Item 2.  Management's Discussion and Analysis of
            Financial Condition and Results of Operations

 RESULTS OF OPERATIONS
 ---------------------
  General
  -------

       Applied Bioscience International Inc. (the "Company")
recorded net revenues for the quarter ended March 31, 1995 of
$45,773,000, a 13.9% increase from the first quarter of 1994.  Net
revenues from Pharmaco LSR, the Company's life sciences business,
were up 12.3% from the first quarter of 1994.  Net revenues from
APBI Environmental Sciences Group, the Company's environmental
sciences business,  were up 18.5% versus the comparable period last
year.

       Net income from continuing operations for the first quarter
of 1995 was $436,000, or $0.02 per share compared to $452,000, or
$0.02 per share for the first quarter of 1994. The first quarter net
income compares favorably to the net loss from continuing operations
of $248,000, or $0.01 per share reported in the fourth quarter of
1994.

       The Company is continuing to evaluate the long-term strategic
fit of its life sciences and environmental sciences businesses, as
well as the individual business units within these groups.  At this
time, the Company is actively reviewing divestiture plans with
respect to its Astrix division, which sells and licenses certain
software products.

       After evaluating various strategic alternatives with respect
to ENVIRON, the Company believes that retention of ENVIRON as one of
the Company's core businesses is in the best interests of the
Company's stockholders.  In view of the role of ENVIRON senior
management within this business, the Company has engaged an outside
compensation consulting firm to advise the Company with respect to
the development of an appropriate incentive compensation program for
this business unit.  Such an incentive program might be in addition
to, or in lieu of, the Company's existing "Economic Value Added"
compensation program but would include certain enhanced retention
features and the possible negotiation of certain employment or
retention agreements.  The existing employment contracts with the
four original ENVIRON founders who continue to be active within
ENVIRON come up for renewal in September 1995.

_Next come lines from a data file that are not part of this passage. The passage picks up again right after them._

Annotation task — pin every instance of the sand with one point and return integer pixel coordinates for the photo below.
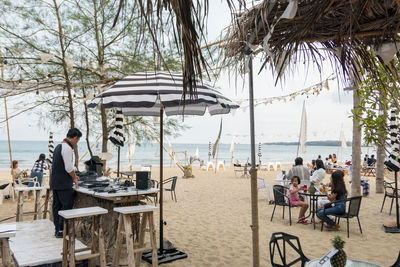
(211, 222)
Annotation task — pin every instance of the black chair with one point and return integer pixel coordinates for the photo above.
(397, 263)
(390, 193)
(172, 181)
(281, 199)
(352, 211)
(285, 239)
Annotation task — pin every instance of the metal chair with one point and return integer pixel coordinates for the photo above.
(390, 193)
(281, 199)
(285, 239)
(171, 180)
(352, 211)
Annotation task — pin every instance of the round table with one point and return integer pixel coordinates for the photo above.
(313, 203)
(349, 263)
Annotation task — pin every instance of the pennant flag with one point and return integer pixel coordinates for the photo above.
(44, 57)
(303, 129)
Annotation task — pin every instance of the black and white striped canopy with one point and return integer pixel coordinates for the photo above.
(142, 93)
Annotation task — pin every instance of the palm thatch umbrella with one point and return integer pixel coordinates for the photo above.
(153, 93)
(296, 31)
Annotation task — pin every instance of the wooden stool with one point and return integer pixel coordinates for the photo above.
(135, 249)
(7, 232)
(38, 209)
(69, 257)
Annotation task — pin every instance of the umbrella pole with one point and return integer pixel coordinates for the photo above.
(161, 178)
(119, 154)
(397, 200)
(253, 173)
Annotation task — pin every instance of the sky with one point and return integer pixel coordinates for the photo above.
(277, 122)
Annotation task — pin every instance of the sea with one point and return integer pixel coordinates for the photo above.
(26, 152)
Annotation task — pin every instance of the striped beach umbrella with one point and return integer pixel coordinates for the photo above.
(51, 148)
(155, 92)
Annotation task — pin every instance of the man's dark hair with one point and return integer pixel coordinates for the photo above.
(298, 161)
(74, 132)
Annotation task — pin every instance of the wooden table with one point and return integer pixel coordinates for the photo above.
(88, 198)
(349, 263)
(6, 232)
(38, 209)
(34, 244)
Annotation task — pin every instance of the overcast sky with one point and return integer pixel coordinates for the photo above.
(279, 121)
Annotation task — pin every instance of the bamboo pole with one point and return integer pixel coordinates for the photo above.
(5, 107)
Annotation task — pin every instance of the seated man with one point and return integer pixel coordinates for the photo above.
(371, 161)
(300, 171)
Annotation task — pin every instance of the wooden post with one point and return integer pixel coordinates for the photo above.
(129, 239)
(71, 252)
(153, 239)
(65, 245)
(118, 242)
(46, 204)
(102, 249)
(20, 206)
(38, 210)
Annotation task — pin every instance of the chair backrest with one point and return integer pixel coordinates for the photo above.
(354, 206)
(279, 194)
(280, 241)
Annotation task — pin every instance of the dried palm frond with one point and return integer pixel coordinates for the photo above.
(342, 31)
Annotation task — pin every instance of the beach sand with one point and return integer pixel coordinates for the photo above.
(211, 222)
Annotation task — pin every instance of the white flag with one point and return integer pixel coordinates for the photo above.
(303, 129)
(44, 57)
(232, 145)
(343, 139)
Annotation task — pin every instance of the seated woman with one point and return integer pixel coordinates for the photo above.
(295, 199)
(338, 195)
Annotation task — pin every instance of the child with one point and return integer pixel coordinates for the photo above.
(295, 199)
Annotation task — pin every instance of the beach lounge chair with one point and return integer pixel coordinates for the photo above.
(220, 165)
(271, 166)
(210, 166)
(261, 184)
(281, 199)
(390, 193)
(171, 189)
(282, 242)
(352, 211)
(277, 166)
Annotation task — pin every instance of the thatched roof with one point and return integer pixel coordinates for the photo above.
(343, 30)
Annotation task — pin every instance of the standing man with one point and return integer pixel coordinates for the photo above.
(63, 176)
(300, 171)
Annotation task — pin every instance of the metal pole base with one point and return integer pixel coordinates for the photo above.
(165, 256)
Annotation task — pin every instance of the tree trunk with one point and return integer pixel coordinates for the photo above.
(381, 154)
(356, 148)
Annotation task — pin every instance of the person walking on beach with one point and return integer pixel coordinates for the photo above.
(37, 170)
(299, 170)
(63, 176)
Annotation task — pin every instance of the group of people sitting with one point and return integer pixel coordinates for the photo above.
(37, 170)
(334, 202)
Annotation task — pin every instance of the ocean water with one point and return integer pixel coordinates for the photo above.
(26, 152)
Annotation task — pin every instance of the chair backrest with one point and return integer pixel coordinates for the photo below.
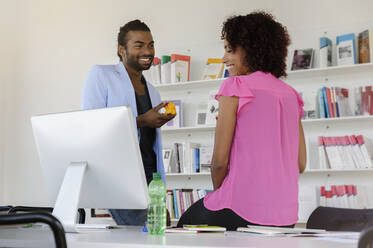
(38, 217)
(340, 219)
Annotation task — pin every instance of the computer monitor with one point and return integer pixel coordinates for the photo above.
(90, 159)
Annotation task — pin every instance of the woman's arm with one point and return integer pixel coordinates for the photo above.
(302, 155)
(223, 139)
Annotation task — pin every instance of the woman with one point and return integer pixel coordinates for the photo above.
(259, 147)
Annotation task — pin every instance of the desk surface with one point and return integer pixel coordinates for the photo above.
(133, 237)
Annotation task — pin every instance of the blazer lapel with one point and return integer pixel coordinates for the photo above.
(129, 91)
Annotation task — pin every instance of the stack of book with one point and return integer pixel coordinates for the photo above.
(187, 158)
(363, 100)
(333, 102)
(344, 196)
(179, 200)
(343, 152)
(169, 69)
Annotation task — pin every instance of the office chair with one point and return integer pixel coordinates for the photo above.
(38, 217)
(16, 209)
(340, 219)
(5, 209)
(366, 238)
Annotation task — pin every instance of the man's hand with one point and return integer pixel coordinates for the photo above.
(154, 119)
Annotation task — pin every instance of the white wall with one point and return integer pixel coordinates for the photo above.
(58, 41)
(7, 76)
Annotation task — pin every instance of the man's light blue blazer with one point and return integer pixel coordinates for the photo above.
(110, 86)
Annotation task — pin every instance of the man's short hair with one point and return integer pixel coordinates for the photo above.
(135, 25)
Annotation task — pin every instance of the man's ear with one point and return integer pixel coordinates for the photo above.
(121, 51)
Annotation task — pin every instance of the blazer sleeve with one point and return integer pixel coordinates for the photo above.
(94, 90)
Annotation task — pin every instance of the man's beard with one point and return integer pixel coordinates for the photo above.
(133, 62)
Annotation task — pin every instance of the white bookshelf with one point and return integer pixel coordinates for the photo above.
(194, 95)
(305, 122)
(314, 72)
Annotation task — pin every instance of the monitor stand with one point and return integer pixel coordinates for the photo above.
(66, 207)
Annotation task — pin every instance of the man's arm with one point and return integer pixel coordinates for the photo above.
(152, 118)
(94, 91)
(302, 154)
(223, 139)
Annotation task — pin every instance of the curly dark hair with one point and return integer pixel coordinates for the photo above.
(135, 25)
(264, 41)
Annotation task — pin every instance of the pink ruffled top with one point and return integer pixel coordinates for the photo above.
(262, 183)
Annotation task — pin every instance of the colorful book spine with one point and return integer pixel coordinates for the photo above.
(180, 68)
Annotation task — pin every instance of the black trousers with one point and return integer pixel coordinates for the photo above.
(197, 214)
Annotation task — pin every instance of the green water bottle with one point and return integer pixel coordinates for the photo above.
(157, 206)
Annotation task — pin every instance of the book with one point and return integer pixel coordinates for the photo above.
(205, 155)
(156, 71)
(205, 228)
(225, 73)
(212, 108)
(213, 69)
(346, 49)
(166, 69)
(180, 68)
(363, 47)
(179, 230)
(325, 52)
(178, 120)
(166, 154)
(302, 59)
(273, 231)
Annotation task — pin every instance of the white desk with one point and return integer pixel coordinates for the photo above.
(133, 237)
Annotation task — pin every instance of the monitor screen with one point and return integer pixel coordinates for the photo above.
(104, 143)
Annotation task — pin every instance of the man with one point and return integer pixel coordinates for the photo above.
(123, 84)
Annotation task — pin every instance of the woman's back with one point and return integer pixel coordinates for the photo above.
(262, 182)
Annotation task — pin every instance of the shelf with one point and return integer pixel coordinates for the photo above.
(339, 170)
(306, 172)
(189, 129)
(338, 119)
(305, 122)
(187, 174)
(332, 69)
(299, 73)
(190, 84)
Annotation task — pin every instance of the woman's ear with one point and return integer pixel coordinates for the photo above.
(121, 51)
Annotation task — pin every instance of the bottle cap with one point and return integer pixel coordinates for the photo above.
(165, 59)
(156, 176)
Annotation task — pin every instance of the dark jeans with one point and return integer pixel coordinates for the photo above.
(131, 217)
(197, 214)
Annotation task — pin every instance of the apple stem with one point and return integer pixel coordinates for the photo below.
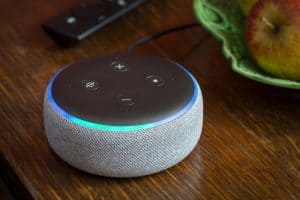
(268, 23)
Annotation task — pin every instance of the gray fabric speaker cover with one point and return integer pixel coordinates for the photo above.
(124, 154)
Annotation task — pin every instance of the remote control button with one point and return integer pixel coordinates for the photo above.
(71, 20)
(119, 67)
(90, 10)
(122, 3)
(155, 80)
(90, 85)
(126, 100)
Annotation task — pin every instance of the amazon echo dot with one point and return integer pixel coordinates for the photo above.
(123, 115)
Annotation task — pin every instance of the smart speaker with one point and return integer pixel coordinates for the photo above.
(123, 115)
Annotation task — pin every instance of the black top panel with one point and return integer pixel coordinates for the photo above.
(123, 89)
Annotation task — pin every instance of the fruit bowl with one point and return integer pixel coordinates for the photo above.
(226, 22)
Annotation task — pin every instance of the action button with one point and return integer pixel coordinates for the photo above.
(126, 100)
(119, 67)
(90, 85)
(155, 80)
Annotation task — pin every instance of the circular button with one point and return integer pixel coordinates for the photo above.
(155, 80)
(119, 67)
(90, 84)
(126, 100)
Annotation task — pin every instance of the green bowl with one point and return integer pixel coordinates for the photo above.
(225, 21)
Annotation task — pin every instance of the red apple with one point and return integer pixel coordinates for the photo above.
(273, 37)
(246, 5)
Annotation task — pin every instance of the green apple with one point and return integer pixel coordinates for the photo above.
(273, 37)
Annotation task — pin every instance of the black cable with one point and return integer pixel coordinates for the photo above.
(160, 34)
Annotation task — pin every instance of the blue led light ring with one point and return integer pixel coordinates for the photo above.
(106, 127)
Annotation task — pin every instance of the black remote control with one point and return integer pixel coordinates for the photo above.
(80, 22)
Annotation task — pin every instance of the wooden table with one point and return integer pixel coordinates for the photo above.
(250, 145)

Three Months Ended March 31, 1995 Versus Three Months Ended March
-----------------------------------------------------------------
31, 1994
--------

       Net revenues from continuing operations increased $5,578,000
(13.9%) to $45,773,000 for the three months ended March 31, 1995,
from $40,195,000 for the three months ended March 31, 1994.  Of such
increase, $3,642,000 (65.3%) was









                               2
<PAGE>
attributable to the Company's life sciences business, and $1,936,000 
(34.7%) was attributable to the Company's environmental sciences business.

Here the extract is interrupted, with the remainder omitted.